Federal, state legislators hear farmers’ concerns at Portage farm tour
Federal and state legislators heard on Tuesday from Cambria County farmers how the ongoing COVID-19 pandemic has hurt the agriculture business locally.
Weakland Farms in Portage Township was the site of the Cambria County Farm Bureau’s 2020 legislative farm tour, an event that’s held each summer as a way for Farm Bureau members to communicate to policy-makers the issues on which they’re focused.
This year, farmers said they’re seeking civil liability reform for agritourism businesses, new investments for on-farm conservation activities, changes in stormwater management regulations and fees and expansion of rural high-speed broadband internet service, among other issues.
“It’s always great to be out on these family farms, to be able to meet the families, to see the operations … and to be able to hear directly from them what their needs are,” said U.S. Rep. Glenn “G.T.” Thompson, R-Centre, one of several federal, state and county-level elected officials who attended the tour. “I do appreciate the Farm Bureau briefing because that’s kind of a grassroots identification of the issues.”
State legislators attending the event were Sen. Wayne Langerholc Jr., R-Richland Township, Rep. Jim Rigby, R-Ferndale, Rep. Frank Burns, D-East Taylor Township, and Rep. Tommy Sankey, R-Clearfield. Also in attendance were Democrat Shaun Dougherty and Republican Howard Terndrup, challengers in November’s election for Langerholc’s Senate seat and Burns’ House seat, respectively.

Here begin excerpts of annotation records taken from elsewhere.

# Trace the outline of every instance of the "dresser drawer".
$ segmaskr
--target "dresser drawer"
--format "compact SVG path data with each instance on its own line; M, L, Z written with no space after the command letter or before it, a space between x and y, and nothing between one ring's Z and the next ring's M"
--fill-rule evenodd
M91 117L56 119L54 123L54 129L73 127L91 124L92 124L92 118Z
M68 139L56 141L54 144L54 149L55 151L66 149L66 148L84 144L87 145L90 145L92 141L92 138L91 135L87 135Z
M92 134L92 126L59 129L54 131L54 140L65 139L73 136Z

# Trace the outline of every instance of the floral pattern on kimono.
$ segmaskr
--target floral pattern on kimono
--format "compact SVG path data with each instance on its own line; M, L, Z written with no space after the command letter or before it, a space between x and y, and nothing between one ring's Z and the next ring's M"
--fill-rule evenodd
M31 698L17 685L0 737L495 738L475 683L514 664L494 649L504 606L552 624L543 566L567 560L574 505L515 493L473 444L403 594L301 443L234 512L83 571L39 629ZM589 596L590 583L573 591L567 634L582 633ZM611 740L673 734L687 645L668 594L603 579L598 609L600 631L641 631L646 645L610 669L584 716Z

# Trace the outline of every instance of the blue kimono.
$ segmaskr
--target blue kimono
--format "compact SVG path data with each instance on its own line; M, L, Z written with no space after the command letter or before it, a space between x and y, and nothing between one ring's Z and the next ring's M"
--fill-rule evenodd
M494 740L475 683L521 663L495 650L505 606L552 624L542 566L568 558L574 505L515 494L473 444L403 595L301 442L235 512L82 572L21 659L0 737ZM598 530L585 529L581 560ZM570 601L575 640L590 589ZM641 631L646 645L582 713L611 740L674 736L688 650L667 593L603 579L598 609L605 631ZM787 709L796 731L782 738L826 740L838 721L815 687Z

A handful of Cambria County elected officials were present – Commissioners Thomas Chernisky and Scott Hunt, District Attorney Gregory Neugebauer and Recorder of Deeds Melissa Kimla – and staffers were sent from the offices of U.S. Sen. Pat Toomey, R-Pa., and U.S. Rep. John Joyce, R-Blair.
The COVID-19 pandemic piled bad news on top of bad news for farmers in Cambria County and across the United States, said Martin Yahner, governmental relations director for the Cambria County Farm Bureau.
“The agriculture economy in this nation has been bad for eight years before COVID ever hit,” Yahner said. “The ag-conomy just did not come back like the rest of the macro-economy in the United States in the last several years. There are a lot of reasons for that – weather, commodity prices, supply and demand issues, trade wars. … Then COVID hit, and that made things much worse.”
The pandemic caused the closure of schools and restaurants across the country, and the resulting supply chain disruptions led farmers to plow under or otherwise destroy crops or euthanize animals that couldn’t be sold.
“We have some recovery going on now, which is good,” Yahner said. “Government payments have helped farmers tremendously. On one hand, I personally and the Farm Bureau would rather have markets than government payments for a lot of reasons, but we have to save our industry.”
Economic issues are part of the reason why mental health is “a big, big problem in agriculture right now,” as Yahner put it.
“Farm bankruptcies are as high now as they’ve been across this nation since the 1980s and the Great Recession,” Yahner said. “It’s real, real tough out there. It’s real sad when you hear about farmers committing suicide, but that’s what’s been going on. It’s just another reality.”
State legislators to protect funding in the state budget for Penn State Extension, University of Pennsylvania School of Veterinary Medicine and core functions within the Pennsylvania Department of Agriculture – called “the three big things that we need to properly fund in Pennsylvania” by Yahner. They were also asked to continue funding grants “that strengthen the agriculture supply chain and encourage on-farm diversity,” such as Dairy Development grants and grants to small meat processors.